Most people in the world are still dependent on using cash for making basic payments, meaning that benefits such as reduced costs and greater speed of transactions are being missed out on, according to new research.27 Jan 2016

The reliance on paper money is also a barrier to "boosting financial inclusion among the world’s two billion unbanked", a new digital money report by Citi and Imperial College London (32-page / 7.52MB PDF) said. The report published a new digital money index which ranked individual countries on how supportive the environment for digital money transactions is.

Finland, Singapore, the US, the UK and Hong Kong made up the top five best ranked on the index, with those countries being among those rated as being "materially ready" for digital money solutions. Chad, Angola and Ethiopia were listed at the bottom of the index and were deemed as being "incipient" in the context of digital money.

The report said that if 25% of existing paper-based transactions were digital it could deliver "up to $400 billion in annual savings, as well as powerful social benefits". However, it said cultural, socioeconomic, financial and political factors are among the reasons behind "people’s devotion to cash". According to the report, there is "tangible evidence of culture working as an accelerator to adoption, but also as a barrier".

"Countries we might have expected to be well suited to digital money showed lower adoption," the report said. "By contrast, countries we might have expected to struggle with digital money had instead embraced it. Clearly a country having a propensity to adopt does not mean that it will."
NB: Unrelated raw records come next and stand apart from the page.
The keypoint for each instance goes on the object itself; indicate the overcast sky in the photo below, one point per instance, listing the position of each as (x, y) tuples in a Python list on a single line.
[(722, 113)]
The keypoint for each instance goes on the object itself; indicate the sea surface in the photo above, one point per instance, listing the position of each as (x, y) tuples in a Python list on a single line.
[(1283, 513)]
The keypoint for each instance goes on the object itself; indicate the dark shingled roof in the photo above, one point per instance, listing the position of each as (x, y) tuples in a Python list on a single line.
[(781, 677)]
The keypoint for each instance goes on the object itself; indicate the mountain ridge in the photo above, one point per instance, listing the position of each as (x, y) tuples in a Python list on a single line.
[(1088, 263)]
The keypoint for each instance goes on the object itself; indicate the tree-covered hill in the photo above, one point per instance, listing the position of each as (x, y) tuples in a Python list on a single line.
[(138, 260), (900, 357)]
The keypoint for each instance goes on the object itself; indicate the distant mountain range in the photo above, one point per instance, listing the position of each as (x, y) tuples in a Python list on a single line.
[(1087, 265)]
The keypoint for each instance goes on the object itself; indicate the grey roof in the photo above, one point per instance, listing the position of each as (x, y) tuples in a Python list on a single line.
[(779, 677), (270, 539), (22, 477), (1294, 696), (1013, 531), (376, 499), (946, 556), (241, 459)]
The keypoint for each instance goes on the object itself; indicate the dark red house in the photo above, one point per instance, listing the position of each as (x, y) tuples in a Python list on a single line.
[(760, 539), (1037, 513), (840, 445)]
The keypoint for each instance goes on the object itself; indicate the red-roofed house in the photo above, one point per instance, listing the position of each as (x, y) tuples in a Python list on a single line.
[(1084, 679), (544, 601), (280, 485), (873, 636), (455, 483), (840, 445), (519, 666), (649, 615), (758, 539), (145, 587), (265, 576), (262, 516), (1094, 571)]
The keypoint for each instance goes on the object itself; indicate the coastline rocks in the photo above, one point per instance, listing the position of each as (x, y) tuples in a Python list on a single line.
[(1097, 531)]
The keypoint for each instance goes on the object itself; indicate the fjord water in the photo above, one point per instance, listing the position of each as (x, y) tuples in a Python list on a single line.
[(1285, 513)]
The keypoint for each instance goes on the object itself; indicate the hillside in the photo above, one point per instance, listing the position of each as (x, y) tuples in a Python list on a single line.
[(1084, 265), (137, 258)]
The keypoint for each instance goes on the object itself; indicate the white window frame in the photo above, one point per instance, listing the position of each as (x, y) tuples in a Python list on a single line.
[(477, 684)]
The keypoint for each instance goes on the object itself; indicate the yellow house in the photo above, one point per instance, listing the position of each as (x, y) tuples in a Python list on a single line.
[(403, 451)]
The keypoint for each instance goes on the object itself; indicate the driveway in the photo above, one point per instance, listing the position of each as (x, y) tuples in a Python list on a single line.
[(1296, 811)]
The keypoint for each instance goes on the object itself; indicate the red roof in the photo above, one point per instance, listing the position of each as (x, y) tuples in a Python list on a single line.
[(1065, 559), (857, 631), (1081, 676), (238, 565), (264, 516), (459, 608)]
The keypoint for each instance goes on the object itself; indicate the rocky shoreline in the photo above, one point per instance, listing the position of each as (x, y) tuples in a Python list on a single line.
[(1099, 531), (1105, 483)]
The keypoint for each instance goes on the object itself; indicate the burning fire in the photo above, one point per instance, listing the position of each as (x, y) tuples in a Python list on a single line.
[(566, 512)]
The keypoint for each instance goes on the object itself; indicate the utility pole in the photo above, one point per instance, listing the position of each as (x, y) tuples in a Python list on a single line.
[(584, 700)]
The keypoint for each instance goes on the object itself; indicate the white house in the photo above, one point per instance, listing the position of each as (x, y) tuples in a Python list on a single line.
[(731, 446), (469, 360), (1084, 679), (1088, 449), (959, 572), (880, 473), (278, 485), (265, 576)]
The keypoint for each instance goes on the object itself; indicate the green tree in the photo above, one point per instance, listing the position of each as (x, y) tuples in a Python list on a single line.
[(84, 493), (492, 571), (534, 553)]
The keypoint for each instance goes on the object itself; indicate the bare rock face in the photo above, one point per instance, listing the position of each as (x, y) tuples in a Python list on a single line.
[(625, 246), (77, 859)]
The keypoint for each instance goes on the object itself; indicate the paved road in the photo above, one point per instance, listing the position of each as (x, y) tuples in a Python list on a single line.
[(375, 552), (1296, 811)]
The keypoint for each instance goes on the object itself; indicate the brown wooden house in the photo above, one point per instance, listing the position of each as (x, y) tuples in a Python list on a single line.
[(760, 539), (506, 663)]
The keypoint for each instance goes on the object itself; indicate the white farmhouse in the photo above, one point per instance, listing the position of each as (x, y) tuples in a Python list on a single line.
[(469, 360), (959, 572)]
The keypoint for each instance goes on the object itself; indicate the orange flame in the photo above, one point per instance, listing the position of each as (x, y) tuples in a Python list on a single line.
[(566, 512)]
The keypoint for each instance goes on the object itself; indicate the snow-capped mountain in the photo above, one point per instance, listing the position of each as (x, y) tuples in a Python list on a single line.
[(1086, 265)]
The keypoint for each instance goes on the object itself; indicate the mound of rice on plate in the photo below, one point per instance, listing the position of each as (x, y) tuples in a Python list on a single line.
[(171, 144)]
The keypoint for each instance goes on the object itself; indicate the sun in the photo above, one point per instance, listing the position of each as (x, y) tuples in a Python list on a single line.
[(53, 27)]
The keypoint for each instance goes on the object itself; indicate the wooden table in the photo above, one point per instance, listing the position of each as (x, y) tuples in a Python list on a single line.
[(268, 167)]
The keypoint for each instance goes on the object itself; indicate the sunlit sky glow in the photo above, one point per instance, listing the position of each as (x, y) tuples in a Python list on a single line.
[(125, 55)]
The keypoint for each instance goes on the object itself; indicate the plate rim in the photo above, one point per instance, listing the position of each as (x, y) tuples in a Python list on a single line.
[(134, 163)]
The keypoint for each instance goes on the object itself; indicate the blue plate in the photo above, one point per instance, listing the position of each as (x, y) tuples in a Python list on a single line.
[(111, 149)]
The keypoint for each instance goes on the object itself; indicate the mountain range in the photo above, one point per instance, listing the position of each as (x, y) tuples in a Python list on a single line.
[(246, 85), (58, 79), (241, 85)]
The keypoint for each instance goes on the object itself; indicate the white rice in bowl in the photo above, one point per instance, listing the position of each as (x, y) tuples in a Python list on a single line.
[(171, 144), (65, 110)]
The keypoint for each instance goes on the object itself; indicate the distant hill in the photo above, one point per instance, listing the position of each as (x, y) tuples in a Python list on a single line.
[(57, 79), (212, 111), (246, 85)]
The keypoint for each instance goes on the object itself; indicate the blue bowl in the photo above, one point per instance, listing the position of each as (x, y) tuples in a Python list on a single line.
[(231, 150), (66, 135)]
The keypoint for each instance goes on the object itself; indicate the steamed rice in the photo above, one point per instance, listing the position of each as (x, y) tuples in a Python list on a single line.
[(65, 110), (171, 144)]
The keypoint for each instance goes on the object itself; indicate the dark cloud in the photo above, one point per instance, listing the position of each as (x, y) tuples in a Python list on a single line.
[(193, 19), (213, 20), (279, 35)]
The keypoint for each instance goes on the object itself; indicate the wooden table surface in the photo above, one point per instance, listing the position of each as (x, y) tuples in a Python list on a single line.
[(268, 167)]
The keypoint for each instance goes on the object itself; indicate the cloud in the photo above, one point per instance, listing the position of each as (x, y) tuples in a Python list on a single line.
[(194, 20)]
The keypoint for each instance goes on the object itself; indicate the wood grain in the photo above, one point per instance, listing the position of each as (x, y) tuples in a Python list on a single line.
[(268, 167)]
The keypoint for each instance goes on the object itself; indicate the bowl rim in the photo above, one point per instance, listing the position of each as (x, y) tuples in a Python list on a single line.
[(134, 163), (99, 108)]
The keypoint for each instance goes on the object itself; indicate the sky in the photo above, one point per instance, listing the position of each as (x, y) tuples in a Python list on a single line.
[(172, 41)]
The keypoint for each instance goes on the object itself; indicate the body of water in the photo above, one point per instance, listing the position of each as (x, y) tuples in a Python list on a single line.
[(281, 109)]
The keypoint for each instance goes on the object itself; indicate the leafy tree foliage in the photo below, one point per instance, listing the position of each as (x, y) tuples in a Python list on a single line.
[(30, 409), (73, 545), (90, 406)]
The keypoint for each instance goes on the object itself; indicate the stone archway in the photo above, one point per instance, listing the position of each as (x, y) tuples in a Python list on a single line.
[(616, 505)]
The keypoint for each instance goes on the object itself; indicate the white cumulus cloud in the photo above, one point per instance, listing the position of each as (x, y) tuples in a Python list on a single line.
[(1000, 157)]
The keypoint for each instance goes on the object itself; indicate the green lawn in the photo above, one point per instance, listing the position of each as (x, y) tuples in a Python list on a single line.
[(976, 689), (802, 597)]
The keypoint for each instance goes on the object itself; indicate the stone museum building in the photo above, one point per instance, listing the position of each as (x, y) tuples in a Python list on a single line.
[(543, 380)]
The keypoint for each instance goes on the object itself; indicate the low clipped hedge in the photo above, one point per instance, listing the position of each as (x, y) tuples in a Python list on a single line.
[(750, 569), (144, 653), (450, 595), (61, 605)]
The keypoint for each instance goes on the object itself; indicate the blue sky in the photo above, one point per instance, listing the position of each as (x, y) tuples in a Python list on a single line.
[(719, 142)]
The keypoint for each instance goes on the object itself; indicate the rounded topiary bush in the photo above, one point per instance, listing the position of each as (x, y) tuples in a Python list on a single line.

"Like the love of cash itself, the reasons for this are complex. Sophisticated cultural dynamics are at play, overlaying the work of governments and companies to establish the foundations. By themselves, digital money solutions are not enough. They need to go hand-in-hand with initiatives – again from governments and businesses – to encourage people to adopt," it said.

The report identified regulation as a potential enabler of more digital money transactions in developing countries when matched with the necessary infrastructure and cultural approach.

"A number of less mature countries start out by making opportunistic progress, developing the necessary infrastructure, but then get stuck: reaching an 'adoption plateau' where even the right groundwork can’t shift some weighty cultural barriers," the report said. "Surmounting these barriers will require affirmative action, perhaps in the form of regulation."

In the EU new payment services laws recent came into force. The revised Payment Services Directive (PSD2) is aimed at supporting digital innovations in payments. Financial services and technology expert Yvonne Dunn of Pinsent Masons, the law firm behind Out-Law.com, said that PSD2 could help improve take-up of digital money services in all EU countries, from countries already seeing a rise in digital money transactions, like the UK, to less mature financial services markets like Romania and Poland which were ranked lower down the digital money index.

The Citi and Imperial College London report also identified the interoperability of payment systems as being "critical" to any increase in digital money transactions.

"Successful digital money solutions should: meet the needs of the market by filling a critical gap (perhaps even one that we didn’t know existed); address muscle memory in users, becoming second nature to them and hitting the all-important tipping point for adoption; and confront structural challenges by addressing multiple flows or connecting multiple use-cases to keep users away from the temptation of paper money," the report said. "As the journey continues, the more these crucial features are evident, the closer we get to releasing the flow of digital money."